В эти дни в направлении Ленинграда проходили поезда с солдатами в вагонахтеплушках. Мы добирались, под непрерывными бомбёжками, иногда прятались под стоящими теплушками. Так, на станции Акуловка была очень сильная бомбёжка. Бомбы попали прямо в поезд. После бомбёжки проходящий поезд нас всё-таки подобрал, и мы приехали в Ленинград. Вот так мы увидели войну ещё до блокады.

Вернувшись домой, я очень радовалась, что мы опять вместе. Но радость была недолгой. Начались постоянные обстрелы. Полетели зажигательные и фугасные бомбы. Дети сразу стали взрослыми. Наш дом был двухэтажный. Одной стеной он примыкал к пятиэтажному дому. Те из нас, кто был помладше, носили песок на крышу и помогали гасить «зажигалки».

В нашей школе был оборудован госпиталь. Мы с ребятами ходили в этот госпиталь, читали стихи раненым, помогали писать им письма и подбадривали их. Многие походы наши сопровождались обстрелами и бомбёжками. Со временем сил оставалось всё меньше и меньше. Норма хлеба всё уменьшалась и уменьшалась. На нашу семью из четырех человек мы получали 500 грамм хлеба. Булочная была на первом этаже нашего дома. Хлеб привозили ночью. И в окно я наблюдала, как за фургоном ползали люди, подбирая крошки, которые сыпались из машины. Многие тут же падали и умирали. Радио не выключалось всю ночь. Спали одетыми в телогрейках, валенках и шапке-ушанке, чтобы под звуки сирены можно было быстро вскочить и бежать в укрытие понадежней. Прятались мы в задней комнате нашей коммунальной квартиры.

Что мы ели и что мы пили? Мы с сестрой возили воду из Невы на саночках, на которых стоял чайник, бидончик и кастрюлька.

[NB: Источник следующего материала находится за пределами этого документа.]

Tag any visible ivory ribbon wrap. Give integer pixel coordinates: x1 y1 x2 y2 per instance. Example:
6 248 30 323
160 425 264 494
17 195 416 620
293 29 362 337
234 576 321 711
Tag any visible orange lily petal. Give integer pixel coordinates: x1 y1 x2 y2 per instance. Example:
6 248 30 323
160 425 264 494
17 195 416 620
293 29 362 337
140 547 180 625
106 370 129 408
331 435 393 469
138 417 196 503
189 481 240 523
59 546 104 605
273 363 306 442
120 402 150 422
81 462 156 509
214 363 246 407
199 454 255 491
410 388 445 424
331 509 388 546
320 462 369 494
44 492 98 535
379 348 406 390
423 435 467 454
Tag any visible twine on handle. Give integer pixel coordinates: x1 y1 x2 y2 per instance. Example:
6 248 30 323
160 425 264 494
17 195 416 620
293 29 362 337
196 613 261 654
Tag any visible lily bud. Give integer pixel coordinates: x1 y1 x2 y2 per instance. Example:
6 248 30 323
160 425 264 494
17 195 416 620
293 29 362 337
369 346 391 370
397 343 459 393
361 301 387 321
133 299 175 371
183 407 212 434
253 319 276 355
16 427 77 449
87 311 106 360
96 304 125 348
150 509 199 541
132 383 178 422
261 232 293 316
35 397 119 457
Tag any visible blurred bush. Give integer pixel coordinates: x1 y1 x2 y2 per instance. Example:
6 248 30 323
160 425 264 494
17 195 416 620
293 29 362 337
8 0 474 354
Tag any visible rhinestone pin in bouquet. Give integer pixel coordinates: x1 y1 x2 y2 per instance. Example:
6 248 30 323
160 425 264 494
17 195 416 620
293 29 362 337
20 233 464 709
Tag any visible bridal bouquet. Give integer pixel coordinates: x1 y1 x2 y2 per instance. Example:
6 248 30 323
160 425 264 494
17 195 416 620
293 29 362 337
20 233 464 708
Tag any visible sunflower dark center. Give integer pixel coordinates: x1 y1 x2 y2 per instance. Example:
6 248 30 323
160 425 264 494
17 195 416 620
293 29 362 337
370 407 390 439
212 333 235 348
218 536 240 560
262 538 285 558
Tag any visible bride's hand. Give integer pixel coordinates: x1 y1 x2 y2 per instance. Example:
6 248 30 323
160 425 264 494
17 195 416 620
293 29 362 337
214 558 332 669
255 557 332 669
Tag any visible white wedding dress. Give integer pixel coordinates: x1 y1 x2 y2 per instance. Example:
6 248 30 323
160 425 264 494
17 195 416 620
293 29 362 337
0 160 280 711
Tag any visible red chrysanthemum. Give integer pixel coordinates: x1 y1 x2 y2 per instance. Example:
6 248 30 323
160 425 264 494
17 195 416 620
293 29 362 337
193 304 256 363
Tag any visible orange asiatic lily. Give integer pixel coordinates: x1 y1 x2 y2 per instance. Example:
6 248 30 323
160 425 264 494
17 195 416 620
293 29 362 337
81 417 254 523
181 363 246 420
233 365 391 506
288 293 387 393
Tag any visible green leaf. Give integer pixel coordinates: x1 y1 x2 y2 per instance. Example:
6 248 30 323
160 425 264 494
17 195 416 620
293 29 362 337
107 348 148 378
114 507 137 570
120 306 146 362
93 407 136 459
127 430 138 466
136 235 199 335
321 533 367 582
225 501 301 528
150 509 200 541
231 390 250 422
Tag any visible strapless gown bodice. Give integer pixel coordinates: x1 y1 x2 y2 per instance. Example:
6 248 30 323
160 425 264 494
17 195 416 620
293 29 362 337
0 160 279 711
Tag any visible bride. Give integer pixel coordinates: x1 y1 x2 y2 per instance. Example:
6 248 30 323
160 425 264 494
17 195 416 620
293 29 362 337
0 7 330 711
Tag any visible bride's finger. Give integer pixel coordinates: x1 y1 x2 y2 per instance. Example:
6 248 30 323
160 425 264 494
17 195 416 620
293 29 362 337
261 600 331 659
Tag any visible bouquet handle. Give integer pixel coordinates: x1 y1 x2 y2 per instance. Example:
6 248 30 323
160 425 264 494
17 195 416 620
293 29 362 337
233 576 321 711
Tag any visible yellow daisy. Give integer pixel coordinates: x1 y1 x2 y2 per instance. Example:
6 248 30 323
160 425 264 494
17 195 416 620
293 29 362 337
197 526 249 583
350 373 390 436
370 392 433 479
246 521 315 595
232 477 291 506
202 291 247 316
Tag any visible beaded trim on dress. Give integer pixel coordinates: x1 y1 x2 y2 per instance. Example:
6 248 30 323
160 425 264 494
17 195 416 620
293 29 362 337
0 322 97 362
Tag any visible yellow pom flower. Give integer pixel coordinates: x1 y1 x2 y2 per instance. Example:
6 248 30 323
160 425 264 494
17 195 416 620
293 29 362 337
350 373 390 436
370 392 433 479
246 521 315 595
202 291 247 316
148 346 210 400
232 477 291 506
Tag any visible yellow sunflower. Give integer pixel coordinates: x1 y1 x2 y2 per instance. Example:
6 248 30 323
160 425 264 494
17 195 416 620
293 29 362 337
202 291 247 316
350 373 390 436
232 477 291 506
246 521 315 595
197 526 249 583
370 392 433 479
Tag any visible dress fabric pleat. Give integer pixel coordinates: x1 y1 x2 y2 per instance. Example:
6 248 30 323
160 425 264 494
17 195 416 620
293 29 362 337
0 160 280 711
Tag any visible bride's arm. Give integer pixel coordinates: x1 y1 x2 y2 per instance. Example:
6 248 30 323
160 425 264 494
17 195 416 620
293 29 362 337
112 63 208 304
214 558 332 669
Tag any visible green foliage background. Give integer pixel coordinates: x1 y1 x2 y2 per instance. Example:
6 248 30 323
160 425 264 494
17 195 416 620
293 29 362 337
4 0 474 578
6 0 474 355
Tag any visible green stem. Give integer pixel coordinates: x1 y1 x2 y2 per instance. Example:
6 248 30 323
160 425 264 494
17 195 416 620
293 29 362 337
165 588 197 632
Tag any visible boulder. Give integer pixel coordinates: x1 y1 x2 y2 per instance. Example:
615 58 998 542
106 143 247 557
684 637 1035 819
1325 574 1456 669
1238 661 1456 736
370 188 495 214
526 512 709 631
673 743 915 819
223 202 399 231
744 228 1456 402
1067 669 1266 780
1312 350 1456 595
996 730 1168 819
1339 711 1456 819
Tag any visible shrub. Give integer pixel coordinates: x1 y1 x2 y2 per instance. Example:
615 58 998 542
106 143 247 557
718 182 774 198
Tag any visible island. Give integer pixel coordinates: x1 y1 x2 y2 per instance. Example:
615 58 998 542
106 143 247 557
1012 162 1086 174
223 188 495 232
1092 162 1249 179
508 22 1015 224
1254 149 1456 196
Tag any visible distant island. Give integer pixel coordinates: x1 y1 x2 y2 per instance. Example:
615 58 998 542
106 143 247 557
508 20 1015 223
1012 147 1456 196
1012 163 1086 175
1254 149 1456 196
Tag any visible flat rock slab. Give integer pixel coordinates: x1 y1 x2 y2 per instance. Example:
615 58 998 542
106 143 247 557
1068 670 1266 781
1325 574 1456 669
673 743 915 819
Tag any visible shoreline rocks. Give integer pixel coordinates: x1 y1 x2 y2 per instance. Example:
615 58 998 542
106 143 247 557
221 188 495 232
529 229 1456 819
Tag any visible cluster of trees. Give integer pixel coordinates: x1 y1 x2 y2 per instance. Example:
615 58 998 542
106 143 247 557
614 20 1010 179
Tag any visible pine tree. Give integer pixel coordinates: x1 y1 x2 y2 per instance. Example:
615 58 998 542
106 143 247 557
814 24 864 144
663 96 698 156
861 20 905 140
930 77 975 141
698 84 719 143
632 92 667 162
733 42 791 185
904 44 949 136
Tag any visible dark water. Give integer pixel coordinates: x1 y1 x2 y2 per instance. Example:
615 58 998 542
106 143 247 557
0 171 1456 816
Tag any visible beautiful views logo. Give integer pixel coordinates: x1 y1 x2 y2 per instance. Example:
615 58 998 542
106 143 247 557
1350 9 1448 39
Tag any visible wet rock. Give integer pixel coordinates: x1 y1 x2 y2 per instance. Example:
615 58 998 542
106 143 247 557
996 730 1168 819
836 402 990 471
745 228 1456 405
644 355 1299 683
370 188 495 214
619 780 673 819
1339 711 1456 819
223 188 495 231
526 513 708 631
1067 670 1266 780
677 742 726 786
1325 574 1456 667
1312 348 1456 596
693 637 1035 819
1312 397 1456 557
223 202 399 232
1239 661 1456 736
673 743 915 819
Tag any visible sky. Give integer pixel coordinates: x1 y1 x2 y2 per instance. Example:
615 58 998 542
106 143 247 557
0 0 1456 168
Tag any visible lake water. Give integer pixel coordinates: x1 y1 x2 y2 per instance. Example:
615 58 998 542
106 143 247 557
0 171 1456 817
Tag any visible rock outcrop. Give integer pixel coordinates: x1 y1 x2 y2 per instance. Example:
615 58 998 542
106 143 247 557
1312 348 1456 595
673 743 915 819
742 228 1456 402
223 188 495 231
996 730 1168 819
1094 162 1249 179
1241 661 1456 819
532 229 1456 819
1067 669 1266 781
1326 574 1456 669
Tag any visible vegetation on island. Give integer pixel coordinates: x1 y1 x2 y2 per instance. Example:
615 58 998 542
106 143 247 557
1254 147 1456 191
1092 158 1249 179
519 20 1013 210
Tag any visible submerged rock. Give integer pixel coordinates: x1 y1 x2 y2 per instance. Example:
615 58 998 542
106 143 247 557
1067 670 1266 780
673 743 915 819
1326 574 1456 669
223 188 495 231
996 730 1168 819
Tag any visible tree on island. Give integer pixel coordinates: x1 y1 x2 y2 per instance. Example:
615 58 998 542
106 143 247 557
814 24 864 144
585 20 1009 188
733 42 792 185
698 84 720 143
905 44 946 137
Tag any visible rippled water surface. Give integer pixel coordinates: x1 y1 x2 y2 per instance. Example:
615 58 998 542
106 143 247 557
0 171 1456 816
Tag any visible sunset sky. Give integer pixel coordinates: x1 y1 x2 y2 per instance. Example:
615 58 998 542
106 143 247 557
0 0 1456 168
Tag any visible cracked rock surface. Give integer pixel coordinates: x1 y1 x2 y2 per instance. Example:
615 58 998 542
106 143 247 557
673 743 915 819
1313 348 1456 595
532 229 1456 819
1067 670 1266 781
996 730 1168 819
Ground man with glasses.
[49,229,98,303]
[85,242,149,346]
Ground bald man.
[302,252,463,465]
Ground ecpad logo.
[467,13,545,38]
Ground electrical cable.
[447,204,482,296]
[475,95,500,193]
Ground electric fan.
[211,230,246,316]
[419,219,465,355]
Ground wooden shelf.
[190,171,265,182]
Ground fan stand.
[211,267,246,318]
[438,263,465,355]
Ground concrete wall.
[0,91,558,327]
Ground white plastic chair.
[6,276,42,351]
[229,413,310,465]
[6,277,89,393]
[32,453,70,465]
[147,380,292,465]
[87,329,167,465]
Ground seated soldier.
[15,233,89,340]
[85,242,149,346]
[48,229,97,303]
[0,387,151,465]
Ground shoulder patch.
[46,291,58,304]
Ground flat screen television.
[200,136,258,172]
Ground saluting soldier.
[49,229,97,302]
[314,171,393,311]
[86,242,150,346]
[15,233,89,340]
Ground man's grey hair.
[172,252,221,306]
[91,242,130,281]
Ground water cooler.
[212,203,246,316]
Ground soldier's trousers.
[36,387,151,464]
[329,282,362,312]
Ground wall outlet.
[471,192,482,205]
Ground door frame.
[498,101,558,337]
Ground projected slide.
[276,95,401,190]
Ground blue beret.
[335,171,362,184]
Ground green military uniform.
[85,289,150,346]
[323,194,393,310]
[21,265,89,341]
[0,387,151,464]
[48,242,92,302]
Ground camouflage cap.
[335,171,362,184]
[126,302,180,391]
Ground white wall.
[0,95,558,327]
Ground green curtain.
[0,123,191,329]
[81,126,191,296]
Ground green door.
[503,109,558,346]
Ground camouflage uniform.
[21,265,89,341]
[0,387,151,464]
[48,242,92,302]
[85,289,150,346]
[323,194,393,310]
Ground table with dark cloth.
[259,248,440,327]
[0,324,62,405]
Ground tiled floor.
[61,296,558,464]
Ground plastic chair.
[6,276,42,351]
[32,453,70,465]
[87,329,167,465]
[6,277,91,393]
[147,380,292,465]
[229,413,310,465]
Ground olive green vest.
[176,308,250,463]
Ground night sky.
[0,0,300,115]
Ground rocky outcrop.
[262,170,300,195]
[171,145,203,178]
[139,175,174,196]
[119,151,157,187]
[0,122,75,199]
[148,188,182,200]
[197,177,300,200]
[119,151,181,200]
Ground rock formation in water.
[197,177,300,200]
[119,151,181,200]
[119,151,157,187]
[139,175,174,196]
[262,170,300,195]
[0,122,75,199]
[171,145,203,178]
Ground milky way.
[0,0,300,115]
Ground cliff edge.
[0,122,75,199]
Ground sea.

Воду выбирали из прорубикружкой. Однажды я поскользнулась и чуть не упала в прорубь. Но меня подхватила сестра.

Мне доверяли покупать хлеб и подавать к столу. Хлеб я делила на четыре части и прятала в шкатулку из красного дерева с золотым ключиком. Эту шкатулку нам подарила тётя Шура из соседней квартиры, когда она эвакуировалась. Пока я укладывала его в шкатулку, понемногу съедала свою норму, а когда садилась со всеми за стол на так называемый обед, моей порции уже не было. Я стреляла глазами во все стороны. И каждый по кусочку мне давал. Может быть, поэтому я оказалась более крепкой.

Мы ещё делали студень из ремней, из клея, а суп варили из жмыха. Клей и ремни нам давали мамины друзья. Они жили на улице Скороходова. А мы – на улице Мира. Они вязали шарфы для фронта и получали за это клей и ремни. Так вот они нас поддерживали. Варево готовили на «буржуйке», постепенно сжигая мебель и книги.

Вскоре мама очень тяжело заболела. Доктор сказал, что надо её вывезти из Ленинграда, иначе она не выживет. Так началась наша эвакуация. На удостоверении стояла дата 9 февраля 1942 года. Был очень сильный мороз. Ехать с Петроградской стороны до Пискарёвки на саночках нам было не под силу. И мы стали ловить машину. Грузовики, нагруженные трупами, пролетали мимо. Наконец-то одна машина остановилась. Мама, сестра и папа сели в кабину. Место для меня оставалось только в кузове. Я поднялась в кузов и увидела, что там находятся трупы. Но я не растерялась и примостилась около кабинки. Так мы доехали до Пискарёвки.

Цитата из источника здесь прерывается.